Home » “Is it the story about the little girl who lived down the lane?”: Looking Back At David Lynch and Mark Frost’s Twin Peaks: The Return (2017)

“Hello, Agent Cooper”, Laura Palmer says to the idiosyncratic protagonist of David Lynch and Mark Frost’s surreal murder mystery drama Twin Peaks. “I’ll see you again in twenty-five years”, her voice distorted to match the accents of her fellow residents in the otherworldly Black Lodge. Excluding the 1992 prequel film Twin Peaks: Fire Walk With Me, this is the last time audiences encounter the two beloved characters and, as they were led to believe, the conclusion of their stories.

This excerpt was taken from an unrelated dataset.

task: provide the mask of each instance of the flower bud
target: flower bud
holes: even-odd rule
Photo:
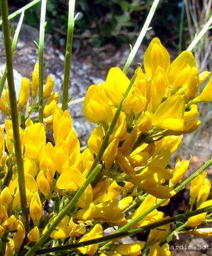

Fast forward the aforementioned time gap and Lynch and Frost open their 2017 limited series continuation with a snippet from this scene, followed by a gleaming translucent photo of Laura Palmer that fades out to reveal the douglas firs synonymous to the titular town, and Angelo Badalamenti’s reposeful theme begins to play over the bucolic and hypnotic visuals of the updated opening credits: replacing the tranquil and still shots of the original with more active sequences, from aerial shots craning over the town waterfall to spiral camera movements capturing the red curtains and the tessellated black and white floor of the Black Lodge.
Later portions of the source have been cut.